After another long, difficult year, the peoples of the world — those in the Northern Hemisphere, anyway — look forward to the Winter Solstice, which marks the shortest day of the year but brings hope for longer, brighter days ahead.

After the passage of six months, in which the times of sunlight have been shortening and the nights lengthening in the northern hemisphere, things are about to change for the better as we experience the Winter Solstice Tuesday night.

Of course, it’s all due to the tilting of the Earth, as we know now from modern scientific observation. But for thousands of years of human habitation on this planet, the Winter was known as a very dark time which simply had to be endured until the light of the Spring would emerge. Naturally, the Solstice, marking the end of the worst of the darkness, was looked forward to with a zeal that we cannot imagine today.
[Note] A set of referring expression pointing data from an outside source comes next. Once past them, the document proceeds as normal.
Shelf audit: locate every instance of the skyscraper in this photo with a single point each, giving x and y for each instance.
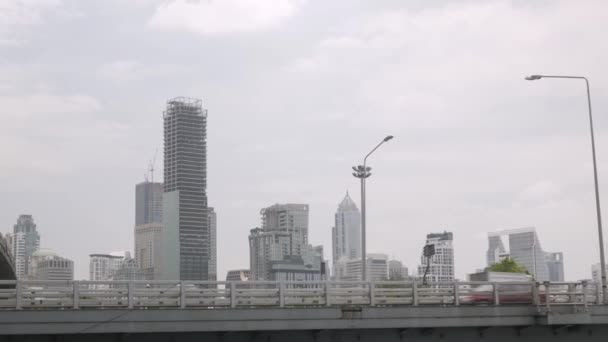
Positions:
(103, 266)
(350, 269)
(396, 270)
(148, 227)
(47, 265)
(185, 251)
(346, 233)
(23, 242)
(442, 263)
(523, 246)
(280, 250)
(555, 265)
(212, 244)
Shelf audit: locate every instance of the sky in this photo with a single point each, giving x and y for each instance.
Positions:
(297, 92)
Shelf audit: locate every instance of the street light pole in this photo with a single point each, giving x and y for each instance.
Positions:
(362, 172)
(597, 192)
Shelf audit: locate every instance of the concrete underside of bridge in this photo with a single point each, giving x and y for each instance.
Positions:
(579, 333)
(461, 323)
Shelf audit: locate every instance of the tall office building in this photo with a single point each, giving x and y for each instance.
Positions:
(280, 250)
(523, 246)
(350, 269)
(128, 270)
(103, 266)
(396, 270)
(47, 265)
(185, 251)
(237, 275)
(442, 263)
(23, 242)
(346, 233)
(212, 244)
(596, 273)
(555, 266)
(148, 226)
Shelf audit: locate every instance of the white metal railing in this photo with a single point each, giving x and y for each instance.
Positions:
(18, 295)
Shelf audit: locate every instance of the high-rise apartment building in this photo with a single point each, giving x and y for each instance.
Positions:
(23, 242)
(346, 233)
(47, 265)
(350, 269)
(291, 219)
(185, 251)
(148, 226)
(555, 266)
(596, 273)
(280, 250)
(128, 270)
(103, 266)
(525, 248)
(212, 244)
(7, 264)
(396, 270)
(238, 275)
(442, 263)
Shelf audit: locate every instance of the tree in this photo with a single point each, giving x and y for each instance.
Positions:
(508, 265)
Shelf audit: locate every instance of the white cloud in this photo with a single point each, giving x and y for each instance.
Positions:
(541, 191)
(17, 16)
(223, 16)
(123, 71)
(44, 105)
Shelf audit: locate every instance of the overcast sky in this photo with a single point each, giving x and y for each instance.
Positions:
(298, 91)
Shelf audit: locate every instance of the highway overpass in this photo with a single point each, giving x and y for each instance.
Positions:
(324, 311)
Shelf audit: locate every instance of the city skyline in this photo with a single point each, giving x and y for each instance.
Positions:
(479, 149)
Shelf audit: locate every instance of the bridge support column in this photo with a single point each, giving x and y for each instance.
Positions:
(19, 295)
(76, 294)
(182, 295)
(282, 294)
(232, 295)
(130, 295)
(372, 295)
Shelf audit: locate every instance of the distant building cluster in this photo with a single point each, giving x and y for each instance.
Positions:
(524, 247)
(29, 260)
(175, 233)
(279, 250)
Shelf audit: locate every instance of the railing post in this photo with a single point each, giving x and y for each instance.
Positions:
(19, 295)
(547, 295)
(130, 295)
(571, 293)
(182, 295)
(584, 285)
(232, 295)
(76, 294)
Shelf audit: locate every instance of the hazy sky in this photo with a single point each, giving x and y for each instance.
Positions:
(298, 91)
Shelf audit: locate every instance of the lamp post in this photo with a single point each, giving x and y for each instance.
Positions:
(362, 172)
(597, 193)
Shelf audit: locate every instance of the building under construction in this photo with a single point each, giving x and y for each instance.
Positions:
(185, 252)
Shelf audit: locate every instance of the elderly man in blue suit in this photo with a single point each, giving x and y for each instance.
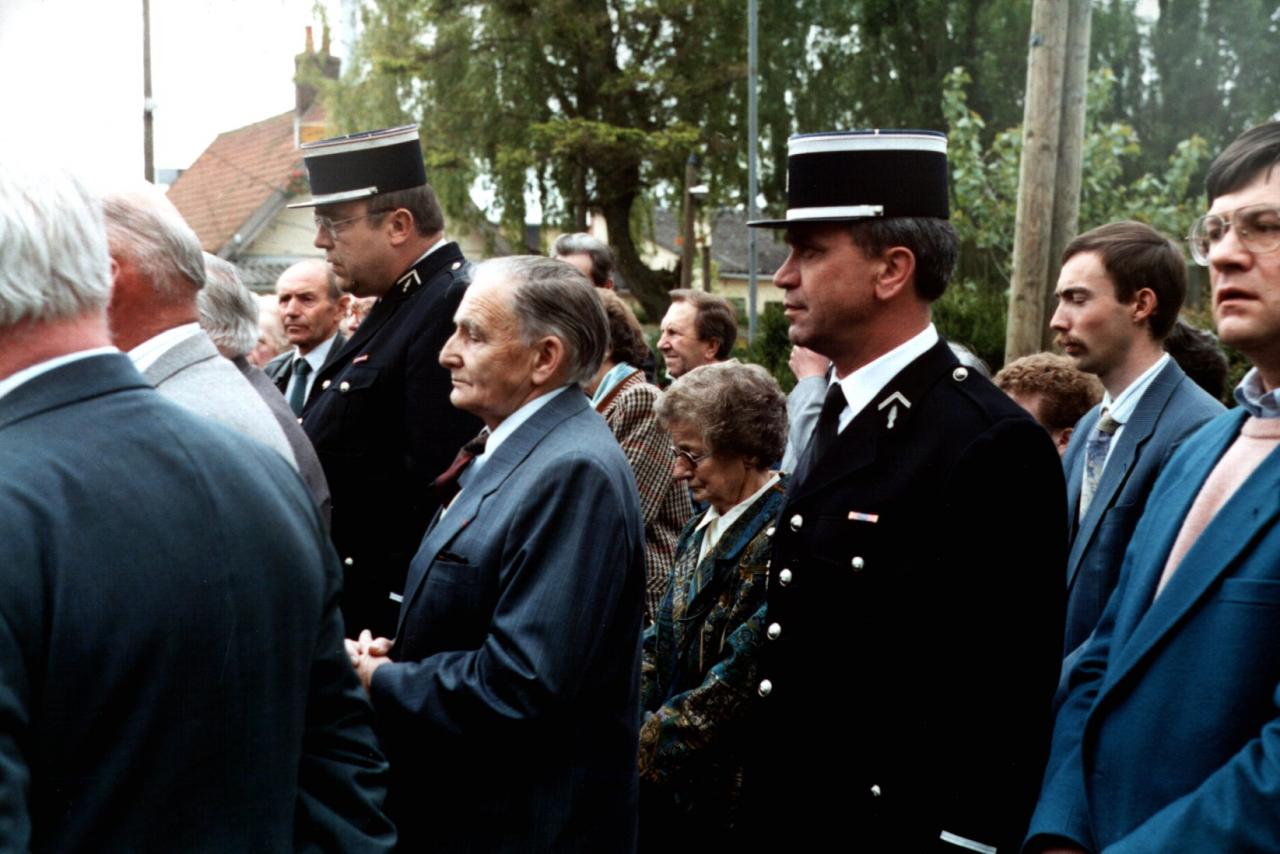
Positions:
(172, 671)
(508, 703)
(1170, 736)
(1119, 293)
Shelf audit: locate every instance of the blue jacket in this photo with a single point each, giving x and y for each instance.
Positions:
(1170, 736)
(512, 711)
(1170, 409)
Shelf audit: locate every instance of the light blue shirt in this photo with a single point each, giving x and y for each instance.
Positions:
(510, 425)
(1127, 401)
(1257, 400)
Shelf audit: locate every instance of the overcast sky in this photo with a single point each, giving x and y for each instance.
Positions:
(72, 74)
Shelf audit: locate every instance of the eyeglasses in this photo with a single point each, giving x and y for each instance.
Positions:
(330, 225)
(1257, 227)
(689, 457)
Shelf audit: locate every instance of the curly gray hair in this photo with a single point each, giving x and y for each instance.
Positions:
(739, 410)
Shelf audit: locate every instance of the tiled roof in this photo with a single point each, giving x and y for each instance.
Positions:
(236, 176)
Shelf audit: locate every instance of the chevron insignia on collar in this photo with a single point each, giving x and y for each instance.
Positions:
(408, 281)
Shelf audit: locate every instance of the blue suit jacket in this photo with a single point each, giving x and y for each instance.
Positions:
(1170, 409)
(511, 716)
(1170, 736)
(172, 674)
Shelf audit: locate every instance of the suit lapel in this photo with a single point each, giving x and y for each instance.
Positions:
(186, 352)
(401, 291)
(890, 410)
(71, 383)
(1137, 432)
(465, 508)
(1142, 622)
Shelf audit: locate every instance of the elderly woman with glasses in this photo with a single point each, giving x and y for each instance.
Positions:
(728, 425)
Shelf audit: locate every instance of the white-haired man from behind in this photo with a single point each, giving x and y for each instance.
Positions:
(135, 608)
(158, 270)
(229, 315)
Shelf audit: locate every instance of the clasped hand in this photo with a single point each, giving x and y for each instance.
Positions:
(368, 653)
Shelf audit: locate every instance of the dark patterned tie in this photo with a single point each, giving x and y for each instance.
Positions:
(298, 396)
(447, 487)
(1096, 456)
(824, 434)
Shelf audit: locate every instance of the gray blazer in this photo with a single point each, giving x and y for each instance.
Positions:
(193, 374)
(309, 464)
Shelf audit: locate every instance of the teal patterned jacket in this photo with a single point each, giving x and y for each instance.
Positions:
(698, 671)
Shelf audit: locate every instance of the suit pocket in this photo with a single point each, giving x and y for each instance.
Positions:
(1251, 592)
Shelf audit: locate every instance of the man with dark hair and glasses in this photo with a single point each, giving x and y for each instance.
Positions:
(1170, 735)
(379, 411)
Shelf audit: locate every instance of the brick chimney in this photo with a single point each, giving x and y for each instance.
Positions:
(310, 65)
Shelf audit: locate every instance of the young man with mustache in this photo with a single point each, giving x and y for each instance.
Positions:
(1119, 293)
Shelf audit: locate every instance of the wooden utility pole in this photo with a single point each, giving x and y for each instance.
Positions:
(1066, 195)
(1041, 136)
(149, 161)
(686, 254)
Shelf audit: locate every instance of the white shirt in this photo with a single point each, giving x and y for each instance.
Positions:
(30, 373)
(862, 386)
(315, 359)
(150, 351)
(1127, 401)
(716, 524)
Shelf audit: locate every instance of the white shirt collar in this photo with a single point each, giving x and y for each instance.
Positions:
(146, 354)
(30, 373)
(862, 386)
(1127, 401)
(318, 354)
(510, 425)
(716, 524)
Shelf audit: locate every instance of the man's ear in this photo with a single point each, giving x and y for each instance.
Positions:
(1063, 438)
(896, 273)
(400, 227)
(1143, 305)
(549, 357)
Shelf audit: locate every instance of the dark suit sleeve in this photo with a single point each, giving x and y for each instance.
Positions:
(1002, 593)
(342, 775)
(19, 608)
(563, 578)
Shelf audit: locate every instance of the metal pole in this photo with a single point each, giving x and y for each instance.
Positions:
(149, 164)
(686, 255)
(753, 58)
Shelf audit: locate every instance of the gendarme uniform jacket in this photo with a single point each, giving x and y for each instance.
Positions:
(382, 424)
(914, 625)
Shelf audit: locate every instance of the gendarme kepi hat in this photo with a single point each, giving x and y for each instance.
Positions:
(362, 164)
(845, 176)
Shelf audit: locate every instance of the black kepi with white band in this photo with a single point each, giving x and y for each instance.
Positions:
(364, 164)
(845, 176)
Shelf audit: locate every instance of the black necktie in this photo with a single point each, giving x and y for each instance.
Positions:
(824, 435)
(298, 396)
(446, 487)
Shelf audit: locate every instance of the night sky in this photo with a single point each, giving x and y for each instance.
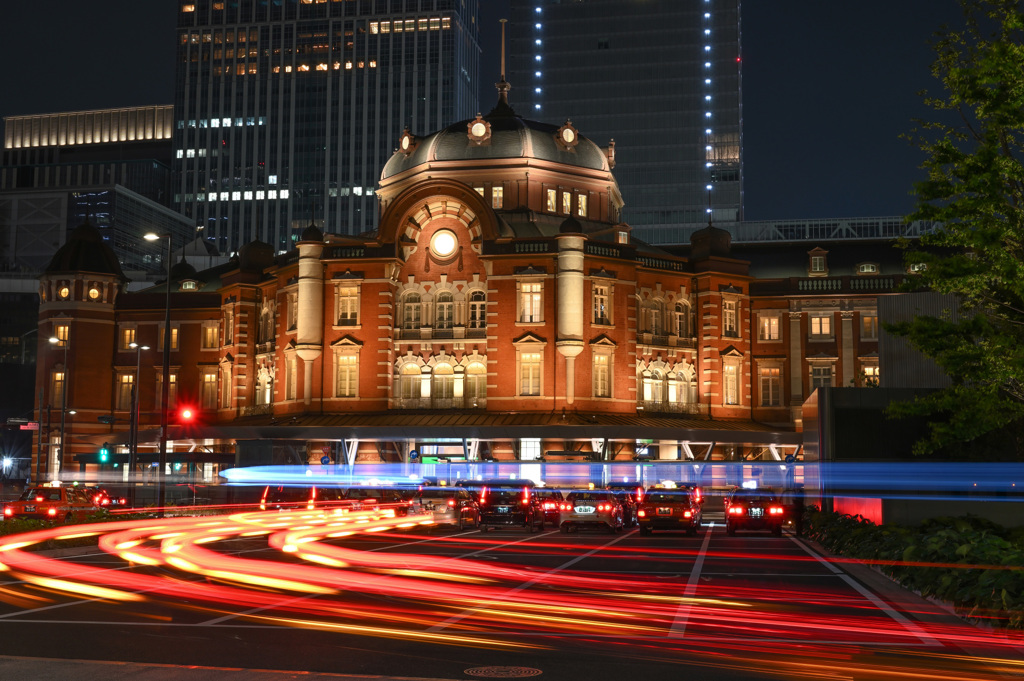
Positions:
(828, 86)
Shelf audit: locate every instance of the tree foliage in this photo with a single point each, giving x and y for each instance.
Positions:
(975, 189)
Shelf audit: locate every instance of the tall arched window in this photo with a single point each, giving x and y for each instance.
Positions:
(442, 386)
(682, 321)
(410, 382)
(477, 309)
(476, 384)
(412, 310)
(443, 310)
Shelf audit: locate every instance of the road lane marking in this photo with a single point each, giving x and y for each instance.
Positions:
(878, 602)
(678, 628)
(465, 613)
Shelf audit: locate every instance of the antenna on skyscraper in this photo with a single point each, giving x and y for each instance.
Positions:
(503, 85)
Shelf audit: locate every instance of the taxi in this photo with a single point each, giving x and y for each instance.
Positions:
(591, 508)
(673, 508)
(58, 504)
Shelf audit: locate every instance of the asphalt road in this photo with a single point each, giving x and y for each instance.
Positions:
(442, 604)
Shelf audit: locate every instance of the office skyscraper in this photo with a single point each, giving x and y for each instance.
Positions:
(659, 77)
(288, 111)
Winter Solstice brings hope for bright Spring days to come

As dark as it is this time of year, the Winter Solstice has historically marked the time at which peoples could begin to look forward once again to a return of warmth and sunlight all over the Northern hemisphere.

All ancient peoples who were engaged in agriculture were dependent on a precise understanding of these cycles; their wise sages were sure to mark this first day of Winter with ceremonies every year welcoming the coming of Spring.

Today, the shortest day of the year, our Sun appears as far South as possible; its rays are now hitting the Tropic of Capricorn directly, ensuring that the global North experiences its longest time of darkness before the Earth begins its tilt in the opposite direction once again.

Winter solstice
The Winter solstice marks the shortest day of the year in the Northern Hemisphere. Credit: NOAA

Winters are shorter than Summers — really

(The Equinoxes, which occur midway through the Spring and Autumn, occur when the sun’s rays hit the Earth directly over the equator. On those two days alone over all the globe, everyone enjoys the exact same length of day and night.)

The solstice usually takes place on December 21 every year – with slight variations on the exact date due to the fact that our calendar year is not entirely accurate astronomically.

Due to these calendar-related issues the Solstice is almost six hours later than it was last year.

This year, when it’s time to take advantage of every positive thing that we can, make sure you are up to enjoy the Solstice at 15:59 Coordinated Universal Time (UTC) on Tuesday, according to and the Farmers’ Almanac.

To make sure you can mark it where you are, includes a conversion table for your time zone as well as other pertinent information.

winter and summer solstice
The position of Earth in its orbit around the Sun at the Winter vs. Summer Solstices. Credit: Facebook/NASA

Intriguingly, another celestial factoid that can give us some much-needed hope this time of year is the knowledge that Winter is shorter than Summer by an entire five days.

How can this be? you may well ask. We actually have the Sun to thank for this small blessing, since that is the time that the Earth swings closest to it. When we are in this part of our orbit, called the perihelion, the Earth moves faster than it does when it is further away from it.

All the planets move faster when they are nearer the sun, “making our Northern Hemisphere winters — and Southern Hemisphere summers — the shortest of the four seasons,” Earthsky notes, adding “It simply takes us fewer days at this time of year to move between a solstice and an equinox.”

Of course, the amount of daylight we experience on this darkest day of the year decreases greatly the closer you are to the North Pole on the Winter Solstice.

While people living halfway between the equator and the North Pole, at 45 degrees latitude —  such as those in Lisbon, Portugal — are able to enjoy 9 hours and 27 minutes of sunshine today, those who live at the Arctic Circle — such as the denizens of Circle Hot Springs, Alaska — only receive 3 hours and 14 minutes of sun. It can only get better from there.

Meanwhile, those who live in Athens, Greece enjoy nine hours and 32 minutes of sun today before they can look forward to the pendulum swinging toward Spring once again tomorrow.

Just be grateful you don’t live in Prudhoe Bay, Alaska, or in Sapmi (formerly known as “Lapland”); situated inside the Arctic Circle, there is no sunshine whatsoever in these places on this darkest day of the year.